Vanderbilt University Medical CenterLead Sponsor
856 Previous Clinical Trials
672,072 Total Patients Enrolled
National Institutes of Health (NIH)NIH
2,696 Previous Clinical Trials
6,952,459 Total Patients Enrolled
National Institute of General Medical Sciences (NIGMS)NIH
268 Previous Clinical Trials
248,640 Total Patients Enrolled
Media Library
Eligibility Criteria:
This trial includes the following eligibility criteria:- You have a medical reason that makes it unsafe for you to receive contrast material for imaging tests.Your blood test shows high levels of creatinine.You have a known allergy or can't tolerate ApAP.You have a liver disease before starting the trial.You have been drinking a lot of alcohol recently, and your liver tests show that there may be a problem.You have a history of not getting enough nutrients and having low albumin levels in your blood.Your blood platelet count is lower than the normal range.Your blood clotting tests show abnormal results.You have current or past issues with asthma.You have a known allergy or intolerance to N-acetylcysteine.You are currently taking phenytoin, carbamazepine, or phenobarbital.You are currently taking a medication called isoniazid.You have serious and life-threatening complications from standard treatments for an aneurysm that could stop you from finishing the study.You have severe bleeding in the brain based on a CT scan.You had surgery to fix an aneurysm within 72 hours of a stroke caused by bleeding in the brain.You have been diagnosed with a bulging blood vessel in your brain.You are 20 years old or older.You have a known allergy to iodinated contrast that cannot be managed with premedication.You have a ventriculostomy for external ventricular drainage before the study starts.
Research Study Groups:
This trial has the following groups:- Group 1: Placebos for acetaminophen and N-acetylcysteine
- Group 2: Acetaminophen and N-acetylcysteine placebo
- Group 3: N-acetylcysteine and acetaminophen
- Group 4: Acetaminophen 1 Gram and N-acetylcysteine
- Group 5: Acetaminophen 1.5 Gram and N-acetylcysteine
Awards:
This trial has 3 awards, including:- All Individual Drugs Already Approved - Therapies where all constituent drugs have already been approved are likely to have better-understood side effect profiles.

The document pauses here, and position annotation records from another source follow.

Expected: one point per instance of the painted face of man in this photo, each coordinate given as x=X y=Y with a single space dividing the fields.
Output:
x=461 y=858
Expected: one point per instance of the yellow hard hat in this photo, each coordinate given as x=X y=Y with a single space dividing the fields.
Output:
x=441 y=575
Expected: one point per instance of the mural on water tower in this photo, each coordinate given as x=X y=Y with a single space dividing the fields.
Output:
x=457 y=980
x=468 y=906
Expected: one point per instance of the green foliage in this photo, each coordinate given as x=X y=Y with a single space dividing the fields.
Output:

- Approved for 10 Other Conditions - This treatment demonstrated efficacy for 10 other conditions.
- Pivotal Trial - The final step before approval, pivotal trials feature drugs that have already shown basic safety & efficacy.
Timeline:
This trial has the following timeline:- Screening: It may take up to 3 Weeks to process to see if you qualify in this trial.
- Treatment: The duration you will receive the treatment varies.

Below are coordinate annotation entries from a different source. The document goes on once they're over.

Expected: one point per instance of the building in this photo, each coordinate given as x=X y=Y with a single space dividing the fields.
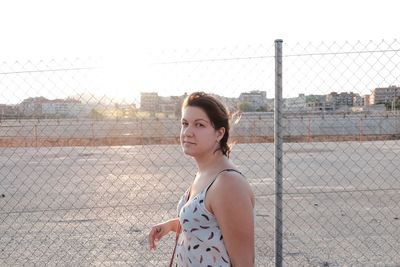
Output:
x=68 y=108
x=358 y=101
x=385 y=95
x=295 y=104
x=8 y=111
x=32 y=107
x=367 y=100
x=149 y=102
x=316 y=102
x=169 y=104
x=255 y=100
x=340 y=100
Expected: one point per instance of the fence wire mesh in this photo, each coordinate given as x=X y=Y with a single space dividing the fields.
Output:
x=90 y=156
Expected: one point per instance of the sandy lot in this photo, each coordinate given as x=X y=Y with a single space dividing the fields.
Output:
x=69 y=206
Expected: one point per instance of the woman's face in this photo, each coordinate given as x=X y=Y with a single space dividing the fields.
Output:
x=198 y=136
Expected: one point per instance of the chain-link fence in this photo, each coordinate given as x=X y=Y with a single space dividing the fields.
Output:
x=90 y=155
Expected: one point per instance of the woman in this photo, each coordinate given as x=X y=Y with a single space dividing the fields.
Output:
x=216 y=212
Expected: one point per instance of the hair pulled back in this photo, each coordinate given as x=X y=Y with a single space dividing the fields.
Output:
x=216 y=112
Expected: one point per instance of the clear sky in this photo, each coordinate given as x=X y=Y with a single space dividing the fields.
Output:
x=126 y=30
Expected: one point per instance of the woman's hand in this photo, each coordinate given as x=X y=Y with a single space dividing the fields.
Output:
x=159 y=230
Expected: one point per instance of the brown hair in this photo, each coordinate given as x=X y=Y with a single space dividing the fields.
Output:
x=216 y=112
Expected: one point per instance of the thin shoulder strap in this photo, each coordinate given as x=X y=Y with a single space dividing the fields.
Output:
x=216 y=176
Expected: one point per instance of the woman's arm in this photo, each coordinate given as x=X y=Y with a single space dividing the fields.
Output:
x=231 y=200
x=160 y=230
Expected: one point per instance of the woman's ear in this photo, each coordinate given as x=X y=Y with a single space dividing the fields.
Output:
x=220 y=133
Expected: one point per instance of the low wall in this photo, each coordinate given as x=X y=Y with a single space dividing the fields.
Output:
x=252 y=128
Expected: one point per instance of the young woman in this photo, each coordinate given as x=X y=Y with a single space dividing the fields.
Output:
x=215 y=215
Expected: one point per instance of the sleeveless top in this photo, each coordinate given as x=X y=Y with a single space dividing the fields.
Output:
x=201 y=242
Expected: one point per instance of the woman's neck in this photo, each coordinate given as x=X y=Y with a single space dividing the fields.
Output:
x=211 y=163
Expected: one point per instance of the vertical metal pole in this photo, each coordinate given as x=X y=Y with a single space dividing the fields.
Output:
x=278 y=140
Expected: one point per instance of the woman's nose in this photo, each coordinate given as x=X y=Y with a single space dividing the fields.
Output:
x=188 y=131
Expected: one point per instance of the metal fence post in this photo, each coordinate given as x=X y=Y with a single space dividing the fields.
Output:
x=278 y=153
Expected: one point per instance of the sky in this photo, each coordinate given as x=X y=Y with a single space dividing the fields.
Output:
x=124 y=32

- Follow Ups: You may be asked to continue sharing information regarding the trial for 6 Months after you stop receiving the treatment.
Frequently Asked Questions
These questions and answers are submitted by anonymous patients, and have not been verified by our internal team.

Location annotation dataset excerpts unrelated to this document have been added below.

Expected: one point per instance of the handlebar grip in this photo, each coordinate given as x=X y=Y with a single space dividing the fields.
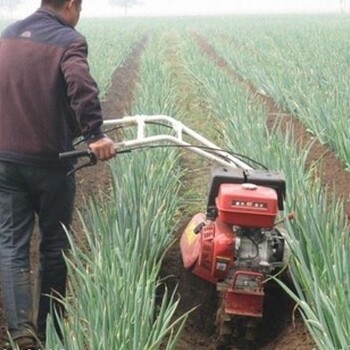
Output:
x=74 y=154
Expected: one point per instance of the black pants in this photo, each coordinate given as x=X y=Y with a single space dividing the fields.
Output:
x=24 y=192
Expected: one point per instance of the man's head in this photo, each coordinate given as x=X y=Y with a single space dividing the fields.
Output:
x=69 y=10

How many people have volunteered to take part in this research?
"Although this study was last updated on 10/17/2022, it is not presently looking for new participants. However, there are other clinical trials that may be of interest. There are 391 studies actively enrolling patients with vasospasm, cerebral and 136 Acetaminophen 1 Gram and N-acetylcysteine trials that still need participants."
Answered by AI
Is it legal to prescribe Acetaminophen 1 Gram and N-acetylcysteine?
"Acetaminophen 1 Gram and N-acetylcysteine have both Phase 3 clinical data supporting their efficacy and safety."
Answered by AI
Are patients being recruited for this research project at this time?
"Unfortunately, this study is not currently looking for participants. As reported on clinicaltrials.gov, the trial was first posted over 15 years ago and was last updated almost 5 years ago. Although this study isn't recruiting patients right now, there are 527 other studies that are actively searching for volunteers."
Answered by AI
Are there any other trials that have looked at the effects of Acetaminophen 1 Gram and N-acetylcysteine?
"As of now, there are a total of 136 research studies being conducted that involve Acetaminophen 1 Gram and N-acetylcysteine. Of those trials, 34 are currently in Phase 3. The majority of these Acetaminophen 1 Gram and N-acetylcysteine studies are taking place in São Paulo, but there are 1050 different locations worldwide where these treatments are being tested."
Answered by AI
What do Acetaminophen 1 Gram and N-acetylcysteine help alleviate?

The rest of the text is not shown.